Phase I dose-finding study of epirubicin, oxaliplatin, and S-1 (EOS) in patients with previously untreated advanced gastric cancer (AGC).

Abstract

123 Background: To determine the recommended dose (RD) and dose-limiting toxicity (DLT) of EOS combination in patients with previously untreated AGC. Methods: Previously untreated patients with histologically proven metastatic or recurrent AGC and ECOG performance status 0-2 were enrolled. Fixed dose of epirubicin (50 mg/m2) and oxaliplatin (130 mg/m2) was administered i.v. on day 1. The dose of S-1 was escalated as following schedule: Level I: 30 mg/m2, Level II: 40 mg/m2, Level III: 45 mg/m2, Level IV: 50 mg/m2. S-1 was administered orally twice a day on days 1-14. Each cycle was repeated every 21 days. DLTs were evaluated during the first two cycles of treatment. Results: Nineteen patients were enrolled: 13 patients in dose-escalation phase and 6 patients in the extension at the RD. Median age was 53 years (range, 40-71 years).
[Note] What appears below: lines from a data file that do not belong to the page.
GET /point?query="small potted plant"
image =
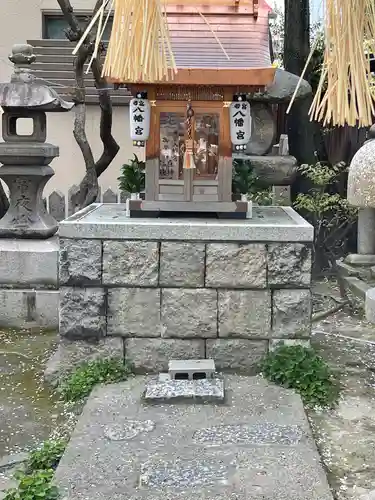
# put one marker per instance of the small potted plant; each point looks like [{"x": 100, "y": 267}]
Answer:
[{"x": 132, "y": 178}]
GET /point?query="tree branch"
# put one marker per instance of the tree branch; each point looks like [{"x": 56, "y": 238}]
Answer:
[
  {"x": 89, "y": 188},
  {"x": 110, "y": 146},
  {"x": 4, "y": 202}
]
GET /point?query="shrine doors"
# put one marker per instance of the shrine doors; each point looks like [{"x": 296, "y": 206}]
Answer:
[{"x": 166, "y": 179}]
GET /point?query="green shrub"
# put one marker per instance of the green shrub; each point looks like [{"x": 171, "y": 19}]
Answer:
[
  {"x": 132, "y": 178},
  {"x": 102, "y": 371},
  {"x": 300, "y": 368},
  {"x": 47, "y": 457},
  {"x": 35, "y": 486},
  {"x": 328, "y": 210}
]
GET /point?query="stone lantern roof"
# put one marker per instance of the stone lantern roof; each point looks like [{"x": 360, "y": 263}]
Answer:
[{"x": 25, "y": 91}]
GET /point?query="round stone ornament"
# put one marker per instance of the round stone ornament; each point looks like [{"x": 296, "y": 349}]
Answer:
[{"x": 361, "y": 178}]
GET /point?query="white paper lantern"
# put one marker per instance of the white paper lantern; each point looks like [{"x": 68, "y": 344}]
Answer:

At dose level II, 1 DLT (grade 4 neutropenia lasting more than 5 days) was found among 6 patients while at dose level III, 2 DLTs (grade 3 diarrhea and nausea) were observed among 4 patients. Therefore, the dose level II was determined as RD. Cumulative (all cycles) grade 3/4 toxicity included neuropenia (58%), leucopenia (32%), thrombocytopenia (11%), diarrhea (11%), and nausea (5%). Of 13 patients with measurable lesions, 8 achieved partial response and 3 showed stable diseases, and the objective response rate was 62% (95% CI, 36-88%). The median progression-free survival was 6.5 months (95% CI, 4.7-8.2 months). Conclusions: The RD of the EOS regimen in patients with previously untreated AGC was epirubicin 50 mg/m2 and oxaliplatin 130 mg/m2 on day 1 and S-1 40 mg/m2 twice a day on days 1-14 of every 21-day cycle. This regimen seems to have promising preliminary activity. No significant financial relationships to disclose.